AI’s Insatiable Needs Wreak Havoc on Power Systems Big Take – JUN 24, 2024 AI data centers are huge energy black holes, consuming as much energy as 30,000 homes – and their rapid growth is straining global grids. The numbers are astonishing: Sweden could see power demand from data centers roughly double over the course of this decade. In the UK, AI is expected to suck up 500% more energy over the next decade. And in the US, data centers are projected to use 8% of total power by 2030, up from 3% in 2022.

For something nobody wants except a few, that will trick some and harm many.
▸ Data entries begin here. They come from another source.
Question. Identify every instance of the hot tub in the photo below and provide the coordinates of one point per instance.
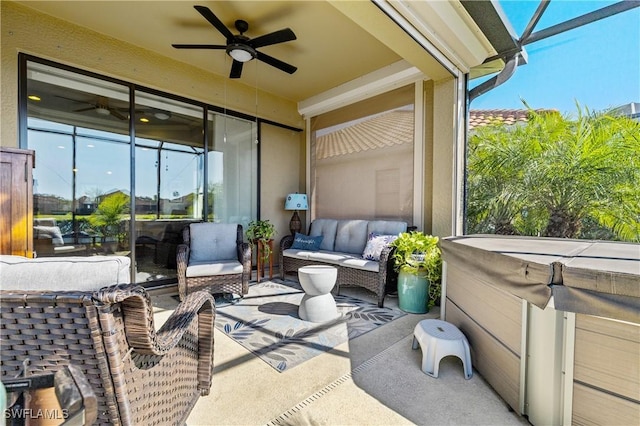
(553, 324)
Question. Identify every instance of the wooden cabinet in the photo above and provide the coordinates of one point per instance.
(16, 201)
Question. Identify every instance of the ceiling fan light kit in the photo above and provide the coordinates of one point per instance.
(242, 48)
(241, 52)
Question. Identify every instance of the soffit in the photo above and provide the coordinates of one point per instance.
(337, 42)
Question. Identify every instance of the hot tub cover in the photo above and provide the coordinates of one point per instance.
(590, 277)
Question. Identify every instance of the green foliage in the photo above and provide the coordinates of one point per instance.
(419, 254)
(110, 212)
(409, 244)
(555, 175)
(263, 231)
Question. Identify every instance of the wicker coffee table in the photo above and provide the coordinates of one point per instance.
(318, 304)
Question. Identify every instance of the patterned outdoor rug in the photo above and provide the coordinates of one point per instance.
(266, 322)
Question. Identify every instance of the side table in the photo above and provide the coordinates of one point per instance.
(317, 304)
(261, 258)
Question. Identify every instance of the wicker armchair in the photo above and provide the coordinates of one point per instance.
(213, 257)
(139, 376)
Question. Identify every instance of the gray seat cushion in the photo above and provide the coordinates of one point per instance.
(351, 236)
(212, 242)
(207, 269)
(63, 273)
(386, 227)
(326, 228)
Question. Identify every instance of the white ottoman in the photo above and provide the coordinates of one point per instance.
(318, 304)
(439, 339)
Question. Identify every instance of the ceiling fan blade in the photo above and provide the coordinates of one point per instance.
(276, 63)
(117, 114)
(273, 38)
(74, 100)
(213, 20)
(198, 46)
(236, 69)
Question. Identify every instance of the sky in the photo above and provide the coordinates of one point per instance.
(597, 65)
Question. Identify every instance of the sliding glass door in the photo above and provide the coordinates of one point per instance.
(115, 179)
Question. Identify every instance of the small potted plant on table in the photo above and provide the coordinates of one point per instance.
(418, 260)
(260, 234)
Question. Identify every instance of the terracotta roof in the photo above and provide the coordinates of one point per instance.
(392, 128)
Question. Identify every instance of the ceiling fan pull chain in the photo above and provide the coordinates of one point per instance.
(257, 103)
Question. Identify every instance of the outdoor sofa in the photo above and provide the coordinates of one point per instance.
(358, 248)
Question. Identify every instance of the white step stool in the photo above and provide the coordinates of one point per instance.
(439, 339)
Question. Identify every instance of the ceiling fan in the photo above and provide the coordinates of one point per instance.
(242, 48)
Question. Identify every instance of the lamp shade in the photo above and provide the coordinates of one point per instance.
(296, 202)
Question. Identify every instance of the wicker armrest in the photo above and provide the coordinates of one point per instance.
(138, 317)
(182, 255)
(286, 242)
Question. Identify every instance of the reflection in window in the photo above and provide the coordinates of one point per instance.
(233, 160)
(79, 126)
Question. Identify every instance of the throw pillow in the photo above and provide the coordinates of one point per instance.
(375, 244)
(306, 242)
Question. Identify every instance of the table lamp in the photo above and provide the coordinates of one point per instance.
(296, 202)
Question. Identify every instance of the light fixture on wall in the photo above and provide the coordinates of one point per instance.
(296, 202)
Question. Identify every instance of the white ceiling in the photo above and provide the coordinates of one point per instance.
(330, 48)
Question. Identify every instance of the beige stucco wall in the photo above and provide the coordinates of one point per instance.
(24, 30)
(440, 142)
(282, 172)
(27, 31)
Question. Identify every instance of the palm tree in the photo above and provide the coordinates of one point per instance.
(548, 176)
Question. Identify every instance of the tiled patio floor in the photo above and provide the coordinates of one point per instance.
(374, 379)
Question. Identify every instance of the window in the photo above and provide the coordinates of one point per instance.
(79, 125)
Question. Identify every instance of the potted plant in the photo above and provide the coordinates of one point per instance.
(418, 260)
(260, 232)
(108, 217)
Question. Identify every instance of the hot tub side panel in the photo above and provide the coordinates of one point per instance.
(491, 319)
(606, 380)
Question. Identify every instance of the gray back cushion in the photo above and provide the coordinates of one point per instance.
(326, 228)
(351, 236)
(48, 232)
(211, 242)
(63, 273)
(386, 227)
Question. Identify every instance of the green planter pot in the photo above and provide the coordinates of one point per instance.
(413, 293)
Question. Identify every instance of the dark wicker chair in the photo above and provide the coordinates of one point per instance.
(223, 282)
(139, 376)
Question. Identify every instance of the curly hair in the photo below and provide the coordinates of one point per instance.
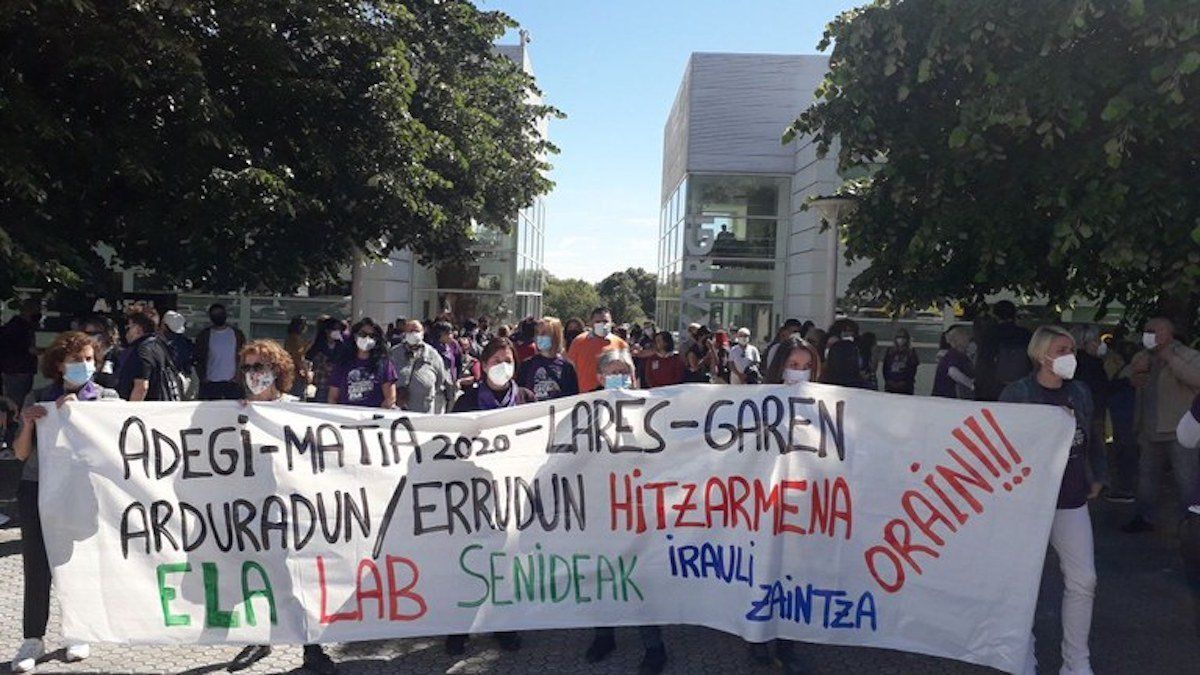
(66, 345)
(271, 352)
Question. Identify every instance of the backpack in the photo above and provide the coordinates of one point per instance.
(1012, 364)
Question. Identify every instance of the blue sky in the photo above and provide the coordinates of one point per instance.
(613, 66)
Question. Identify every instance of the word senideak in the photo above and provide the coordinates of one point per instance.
(393, 601)
(778, 424)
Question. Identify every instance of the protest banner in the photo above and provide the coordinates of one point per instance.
(813, 513)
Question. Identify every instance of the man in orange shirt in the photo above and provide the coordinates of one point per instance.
(585, 351)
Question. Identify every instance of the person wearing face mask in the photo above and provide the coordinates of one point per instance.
(547, 374)
(1053, 350)
(423, 382)
(148, 372)
(325, 352)
(744, 360)
(18, 351)
(364, 374)
(216, 357)
(586, 348)
(1092, 375)
(70, 364)
(268, 372)
(1167, 378)
(900, 364)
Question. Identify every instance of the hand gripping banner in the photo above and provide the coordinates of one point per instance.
(810, 513)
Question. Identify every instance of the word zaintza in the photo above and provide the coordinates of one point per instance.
(383, 590)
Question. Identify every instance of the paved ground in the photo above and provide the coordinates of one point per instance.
(1144, 623)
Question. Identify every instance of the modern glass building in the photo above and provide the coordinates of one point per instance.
(735, 246)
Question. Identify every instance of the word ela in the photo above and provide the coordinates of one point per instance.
(901, 547)
(771, 424)
(814, 607)
(796, 507)
(539, 577)
(730, 563)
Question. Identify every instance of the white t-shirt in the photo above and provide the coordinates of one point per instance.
(222, 363)
(743, 358)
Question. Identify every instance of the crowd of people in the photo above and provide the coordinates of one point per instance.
(1146, 393)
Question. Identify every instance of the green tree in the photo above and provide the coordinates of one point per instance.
(569, 298)
(1042, 147)
(255, 144)
(630, 293)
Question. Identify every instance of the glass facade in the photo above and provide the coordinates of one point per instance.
(720, 238)
(504, 281)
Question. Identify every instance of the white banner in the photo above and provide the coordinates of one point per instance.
(811, 513)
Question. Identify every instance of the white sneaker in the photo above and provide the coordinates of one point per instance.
(28, 655)
(78, 651)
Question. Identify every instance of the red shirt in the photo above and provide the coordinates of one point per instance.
(663, 371)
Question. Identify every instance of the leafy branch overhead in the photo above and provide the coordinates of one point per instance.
(1047, 148)
(256, 144)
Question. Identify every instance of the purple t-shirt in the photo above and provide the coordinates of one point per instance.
(359, 384)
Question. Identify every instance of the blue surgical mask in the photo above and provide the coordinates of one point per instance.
(617, 382)
(77, 374)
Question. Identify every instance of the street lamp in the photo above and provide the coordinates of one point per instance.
(832, 209)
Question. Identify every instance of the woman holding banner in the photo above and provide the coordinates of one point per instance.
(268, 374)
(498, 389)
(1053, 350)
(70, 364)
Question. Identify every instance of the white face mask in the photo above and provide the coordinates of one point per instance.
(501, 374)
(1065, 366)
(259, 382)
(793, 376)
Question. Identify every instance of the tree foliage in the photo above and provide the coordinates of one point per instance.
(255, 144)
(629, 293)
(569, 298)
(1047, 148)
Daily Mail – Residents of small Pennsylvania town are being driven mad by huge BITCOIN MINE whose two large cooling towers vibrate and hum more loudly than a waterfall By Dominic Yeatman For Dailymail.Com Published: 14:40 EDT, 13 December 2023 ‘I have a little pond in front of my house where I used to sit and have my coffee at,’ he added. ‘I can’t even enjoy that because I can’t even hear the water over the Bitcoin. It is louder than the waterfall.’ Talen Energy won over locals with promises of hundreds of news jobs and an economic boom in the township of 6,000 when they announced plans for the operation last year. ‘Amazon, Google, all those cloud computing applications, those are the potential clients, customers that we will have in the data center buildings,’ said Dustin Wertheimer, VP and Division CFO Talen Cumulus and Susquehanna Data Center. ‘On the coin mining side, there will be computers again located in those buildings and those computers will run computations that will trigger and generate the issuance of coins.’ The controversial cryptocurrency has been in the news again after a wild ride since the start of December. A rally last week saw it rise above $44,000 to reach its highest level in almost two years – then on Sunday it lost 6.5 percent of its value in just 20 minutes and dipped below $41,000. Global bank Standard Chartered thinks bitcoin could surpass $100,000 before the end of 2024 – yet well-known JP Morgan boss Jamie Dimon said last week that US lawmakers should ‘close it down’. The first 1,500 Bitcoins out of Salem Township were sold for $37.6 million after the 180 megawatt mine was plugged in this summer, but that was little consolation to residents at an angry town hall meeting on Tuesday.


I’ve written to my representatives to say that I want regulation of “testimonial” ads and disclosures online, both for humans, and any chatbots. This is common sense.

I’ve also written my representatives about wanting regulation to stop the squandering of power resources on bullshit lying chatbots most people don’t even want.